It accepts the following parameters:
column
: The column from where to count the unique values.precisionThreshold
: The threshold under which the unique count is exact. If the number of unique values in the column is higher than this threshold, the results are approximate. Maximum value is 40,000, default value is 3000.
Example:
const records = await xata.db.titles.aggregate({
uniqueGenres: {
uniqueCount: {
column: "genre",
},
},
});
results = xata.data().aggregate("titles", {
"aggs": {
"uniqueGenres": {
"uniqueCount": {
"column": "genre"
}
}
}
})
// POST https://{workspace}.{region}.xata.sh/db/{db}:{branch}/tables/{table}/aggregate
{
"aggs": {
"uniqueGenres": {
"uniqueCount": {
"column": "genre"
}
}
}
}
average
is a metric-aggregation that computes the average value of a numeric column.
Example:
const records = await xata.db.titles.aggregate({
avgRating: {
average: {
column: 'rating'
}
}
});
results = xata.data().aggregate("titles", {
"aggs": {
"avgRating": {
"average": {
"column": "rating"
}
}
}
})
// POST https://{workspace}.{region}.xata.sh/db/{db}:{branch}/tables/{table}/aggregate
{
"aggs": {
"avgRating": {
"average": {
"column": "rating"
}
}
}
}
max
is a metric-aggregation that computes the maximum value of a numeric column.
Example:
const records = await xata.db.titles.aggregate({
maxRating: {
max: {
column: 'rating'
}
}
});
results = xata.data().aggregate("titles", {
"aggs": {
"maxRating": {
"max": {
"column": "rating"
}
}
}
})
// POST https://{workspace}.{region}.xata.sh/db/{db}:{branch}/tables/{table}/aggregate
{
"aggs": {
"maxRating": {
"max": {
"column": "rating"
}
}
}
}
min
is a metric-aggregation that computes the minimum value of a numeric column.
Example:
const records = await xata.db.titles.aggregate({
minRating: {
min: {
column: 'rating'
}
}
});
results = xata.data().aggregate("titles", {
"aggs": {
"minRating": {
"min": {
"column": "rating"
}
}
}
})
// POST https://{workspace}.{region}.xata.sh/db/{db}:{branch}/tables/{table}/aggregate
{
"aggs": {
"minRating": {
"min": {
"column": "rating"
}
}
}
}
sum
is a metric-aggregation that computes the sum of a numeric column.
Example:
const records = await xata.db.titles.aggregate({
sumRating: {
sum: {
column: 'rating'
}
}
});
results = xata.data().aggregate("titles", {
"aggs": {
"sumRating": {
"sum": {
"column": "rating"
}
}
}
})
// POST https://{workspace}.{region}.xata.sh/db/{db}:{branch}/tables/{table}/aggregate
{
"aggs": {
"sumRating": {
"sum": {
"column": "rating"
}
}
}
}
percentiles
is a metric-aggregation that computes the percentiles of a numeric column. You can specify an array with the percentiles you want to compute. For example, you can request the median by asking for the 50th percentile ([50]

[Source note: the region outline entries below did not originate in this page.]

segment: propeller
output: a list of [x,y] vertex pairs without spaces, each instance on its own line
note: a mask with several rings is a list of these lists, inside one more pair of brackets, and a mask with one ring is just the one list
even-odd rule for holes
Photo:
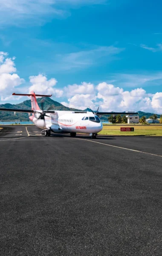
[[46,115],[46,113],[49,113],[49,109],[51,108],[51,106],[50,106],[47,110],[44,110],[44,99],[43,99],[40,102],[40,106],[41,108],[42,111],[42,112],[40,113],[40,115],[37,119],[38,120],[39,119],[40,119],[41,120],[43,120],[44,122],[45,122],[45,117],[48,116],[47,115]]
[[90,109],[91,111],[92,112],[92,113],[93,113],[93,114],[94,114],[94,115],[96,115],[96,116],[97,116],[97,113],[98,112],[98,110],[99,110],[99,108],[100,107],[99,105],[98,107],[98,108],[97,109],[97,110],[96,111],[96,112],[94,112],[94,111],[93,111],[91,108],[90,108],[90,107],[89,107],[89,108],[90,108]]

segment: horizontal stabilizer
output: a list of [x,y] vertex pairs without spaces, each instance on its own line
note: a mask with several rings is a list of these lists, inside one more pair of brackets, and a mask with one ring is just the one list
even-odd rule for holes
[[14,112],[20,112],[25,113],[33,113],[34,111],[32,109],[19,109],[17,108],[0,108],[0,111],[13,111]]
[[27,94],[26,93],[22,94],[22,93],[12,93],[12,95],[17,95],[18,96],[32,96],[35,95],[35,96],[38,96],[38,97],[51,97],[51,95],[43,95],[42,94]]
[[[95,113],[95,111],[94,111]],[[139,115],[139,113],[136,112],[97,112],[98,115],[125,115],[129,116],[130,115]]]

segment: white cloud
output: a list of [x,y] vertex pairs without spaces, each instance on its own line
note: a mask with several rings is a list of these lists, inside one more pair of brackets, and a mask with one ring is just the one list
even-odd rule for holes
[[162,44],[159,44],[156,45],[157,47],[156,48],[148,47],[145,44],[141,44],[140,47],[143,48],[149,51],[151,51],[153,52],[161,52],[162,51]]
[[[90,84],[84,82],[87,87]],[[71,93],[73,89],[81,93]],[[162,113],[162,93],[150,94],[142,88],[128,91],[104,82],[94,86],[91,94],[87,93],[86,88],[83,90],[82,84],[69,85],[64,91],[71,97],[68,98],[68,102],[61,103],[70,108],[84,110],[90,106],[96,109],[100,105],[100,111],[141,111]]]
[[162,92],[156,93],[153,95],[151,105],[156,112],[162,113]]
[[7,52],[0,52],[0,99],[2,101],[12,99],[13,90],[24,82],[23,79],[14,73],[16,71],[14,57],[5,59],[7,55]]
[[40,74],[30,76],[29,80],[32,85],[29,88],[29,93],[34,91],[38,94],[52,94],[53,96],[58,98],[61,97],[63,94],[62,90],[54,88],[57,82],[54,78],[48,80],[45,76]]
[[72,98],[68,99],[69,103],[62,102],[67,107],[77,108],[77,109],[85,109],[88,107],[93,108],[93,100],[95,99],[95,96],[91,94],[76,94]]
[[70,97],[78,94],[93,94],[95,93],[95,89],[93,84],[83,82],[80,85],[75,84],[68,85],[64,87],[64,91],[67,97]]
[[114,47],[100,46],[95,49],[57,55],[59,68],[64,70],[85,67],[98,64],[101,60],[108,62],[115,58],[115,55],[124,49]]

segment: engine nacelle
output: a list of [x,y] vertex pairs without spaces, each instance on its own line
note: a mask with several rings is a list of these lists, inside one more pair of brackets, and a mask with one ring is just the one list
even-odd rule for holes
[[65,134],[65,133],[69,133],[63,130],[61,127],[60,127],[59,125],[52,125],[50,126],[50,129],[53,132],[55,133],[59,133],[59,134]]

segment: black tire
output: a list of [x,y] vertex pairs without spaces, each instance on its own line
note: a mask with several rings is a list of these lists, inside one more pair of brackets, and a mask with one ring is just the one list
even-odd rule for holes
[[91,139],[96,139],[96,135],[95,135],[95,134],[93,134],[93,135],[92,135],[91,137]]
[[70,136],[71,137],[75,137],[76,135],[76,132],[71,132],[70,133]]

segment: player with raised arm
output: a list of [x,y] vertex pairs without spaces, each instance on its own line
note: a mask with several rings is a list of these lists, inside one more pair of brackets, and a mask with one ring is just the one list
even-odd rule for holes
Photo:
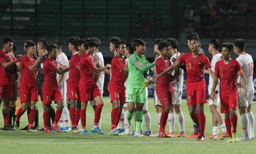
[[[221,113],[225,114],[225,123],[228,133],[227,142],[236,142],[237,141],[236,126],[237,115],[236,108],[238,104],[238,90],[236,85],[237,74],[241,78],[244,88],[245,100],[247,99],[246,79],[242,70],[241,66],[236,60],[230,58],[234,49],[234,45],[230,43],[222,44],[223,60],[216,63],[214,69],[214,78],[211,91],[211,99],[214,101],[216,95],[216,87],[220,79],[220,97],[221,98]],[[231,133],[231,127],[233,129]]]

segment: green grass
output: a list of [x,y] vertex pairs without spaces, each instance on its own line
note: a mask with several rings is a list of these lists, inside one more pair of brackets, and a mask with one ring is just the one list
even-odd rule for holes
[[[158,138],[145,137],[138,138],[132,136],[112,136],[107,134],[110,132],[111,104],[109,98],[104,97],[105,105],[102,110],[102,130],[106,132],[103,135],[71,134],[69,133],[45,134],[41,132],[27,132],[26,131],[0,131],[0,149],[1,153],[253,153],[255,152],[256,140],[249,141],[238,141],[236,143],[226,143],[227,139],[221,141],[206,140],[196,141],[195,139],[185,138]],[[39,110],[40,127],[43,128],[43,108],[41,102],[38,103]],[[254,105],[254,104],[253,104]],[[152,130],[156,131],[158,126],[156,112],[153,105],[153,100],[149,99],[149,111],[152,118]],[[186,100],[182,102],[182,110],[185,119],[185,132],[190,135],[193,131],[192,120],[189,117]],[[253,105],[253,111],[256,106]],[[205,106],[206,116],[205,134],[209,136],[212,132],[211,113],[209,105]],[[238,112],[237,113],[239,114]],[[254,114],[256,113],[254,113]],[[87,107],[87,129],[89,129],[93,123],[93,110]],[[0,115],[1,126],[3,126],[3,116]],[[26,113],[21,118],[20,128],[27,125]],[[145,126],[143,124],[143,129]],[[135,127],[133,127],[133,129]],[[169,131],[167,125],[166,131]],[[221,130],[219,128],[220,131]],[[175,122],[175,132],[178,132],[177,117]],[[243,134],[240,116],[239,116],[237,134]]]

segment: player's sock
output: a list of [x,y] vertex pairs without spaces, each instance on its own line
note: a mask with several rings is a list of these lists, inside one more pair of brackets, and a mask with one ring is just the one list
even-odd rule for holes
[[58,122],[61,118],[62,113],[62,110],[57,109],[57,110],[56,110],[56,112],[55,113],[55,119],[54,119],[54,122],[52,125],[55,126],[57,125]]
[[247,113],[244,113],[241,115],[242,127],[243,127],[243,131],[244,131],[244,137],[248,138],[249,136],[248,130],[248,123],[249,119],[248,118]]
[[29,115],[28,116],[28,128],[30,128],[33,126],[34,124],[34,118],[35,117],[35,109],[30,109]]
[[129,125],[132,124],[132,122],[131,121],[132,118],[133,118],[134,113],[130,113],[129,111],[127,111],[126,112],[126,117],[127,117],[127,123]]
[[[96,108],[95,109],[95,112],[94,113],[94,125],[98,126],[99,121],[100,119],[100,117],[101,116],[101,110],[102,110],[102,107],[103,107],[103,104],[97,104]],[[100,127],[99,126],[99,127]]]
[[69,118],[68,115],[68,111],[66,106],[64,106],[62,110],[62,116],[63,116],[63,121],[65,123],[65,126],[66,127],[70,127],[70,124],[69,124]]
[[252,112],[247,113],[248,119],[249,120],[248,127],[249,133],[252,136],[254,131],[254,117]]
[[222,132],[227,132],[227,128],[226,128],[226,124],[225,123],[223,123],[220,127],[222,129]]
[[80,109],[80,119],[81,123],[82,123],[82,129],[86,129],[85,125],[86,124],[86,113],[85,110],[82,109]]
[[140,126],[141,126],[141,123],[142,122],[143,113],[142,111],[136,111],[136,131],[138,132],[140,131]]
[[111,111],[111,130],[116,128],[116,120],[117,119],[117,108],[113,108]]
[[34,126],[35,127],[39,127],[38,123],[39,123],[39,113],[38,112],[38,108],[36,106],[35,107],[35,117],[34,118]]
[[166,112],[164,110],[162,110],[161,118],[160,119],[160,129],[165,129],[167,120],[168,119],[168,113]]
[[185,125],[184,125],[184,116],[183,116],[182,111],[178,112],[177,114],[177,117],[178,117],[179,121],[179,132],[184,132]]
[[75,108],[70,108],[69,109],[69,116],[70,116],[71,124],[72,128],[77,126],[77,123],[76,121],[76,112],[75,112]]
[[232,132],[236,132],[236,127],[237,125],[237,114],[235,114],[235,116],[230,116],[230,120],[231,121],[232,127],[233,129],[232,130]]
[[169,124],[169,129],[170,133],[174,132],[174,123],[175,122],[175,115],[174,113],[168,114],[168,123]]
[[151,131],[151,116],[149,112],[143,115],[144,116],[144,121],[146,125],[146,131]]
[[231,121],[230,121],[230,118],[225,119],[225,123],[226,124],[226,128],[227,128],[227,132],[228,133],[228,137],[229,138],[232,138],[231,133]]
[[49,112],[44,110],[43,117],[44,118],[44,127],[45,129],[48,129],[49,122],[50,122],[49,118]]

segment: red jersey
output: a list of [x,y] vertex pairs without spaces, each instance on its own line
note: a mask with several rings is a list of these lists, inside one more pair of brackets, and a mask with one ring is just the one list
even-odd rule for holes
[[214,76],[220,78],[221,81],[220,93],[222,97],[227,97],[230,94],[238,92],[236,86],[236,74],[241,69],[239,62],[232,59],[228,64],[225,64],[223,60],[216,63]]
[[[158,58],[156,61],[156,71],[157,74],[160,74],[165,69],[171,66],[171,61],[164,60],[161,57]],[[170,74],[165,74],[157,79],[156,89],[157,90],[173,91],[172,82],[171,81]]]
[[117,86],[124,86],[125,73],[122,69],[125,66],[125,60],[122,57],[120,59],[116,55],[111,61],[111,80]]
[[198,82],[205,79],[204,70],[211,67],[208,58],[199,53],[196,57],[193,57],[192,52],[187,53],[180,57],[178,61],[179,64],[185,63],[187,70],[188,82]]
[[56,73],[52,71],[57,69],[57,63],[54,60],[52,61],[48,57],[45,59],[43,69],[44,75],[43,91],[56,90],[59,88]]
[[28,69],[28,67],[32,65],[35,63],[33,58],[30,59],[25,55],[21,59],[21,76],[20,85],[25,87],[36,87],[37,84],[35,81],[36,68],[31,71]]
[[[0,51],[0,64],[4,62],[8,63],[11,61],[11,56],[4,51]],[[1,84],[4,85],[11,85],[12,84],[11,70],[13,67],[13,66],[11,66],[5,68],[2,65],[0,65],[0,83]]]
[[75,53],[70,59],[69,67],[69,76],[68,76],[68,83],[69,85],[78,87],[79,79],[80,78],[80,72],[76,68],[77,66],[80,64],[81,56],[78,53]]
[[94,79],[93,68],[94,64],[93,57],[88,56],[85,53],[81,58],[80,65],[80,80],[79,80],[79,88],[93,88],[97,86]]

), or you can request the 50th, 90th, 99th, and 99.9th percentiles by asking for [50, 90, 99, 99.9]
.
Example:
const records = await xata.db.titles.aggregate({
latencyPercentiles: {
percentiles: {
column: 'latency',
percentiles: [50, 90, 99, 99.9]
}
}
});
results = xata.data().aggregate("titles", {
"aggs": {
"latencyPercentiles": {
"sum": {
"column": "latency",
"percentiles": [50, 90, 99, 99.9]
}
}
}
})
// POST https://{workspace}.{region}.xata.sh/db/{db}:{branch}/tables/{table}/aggregate
{
"aggs": {
"latencyPercentiles": {
"percentiles": {
"column": "latency",
"percentiles": [50, 90, 99, 99.9]
}
}
}
}
The result will be an object containing a 'values' sub-object. This sub-object will have percentiles as keys and their corresponding values as the percentile values.
For example:
{
"aggs": {
"latencyPercentiles": {
"values": {
"50.0": 30,
"90:0": 78,
"99.0": 120,
"99.9": 124
}
}
}
}
Default values added to existing records by creating new columns with default values, are not available for Aggregations. These default values are available for new records and become accessible in existing records only in case of a subsequent record update.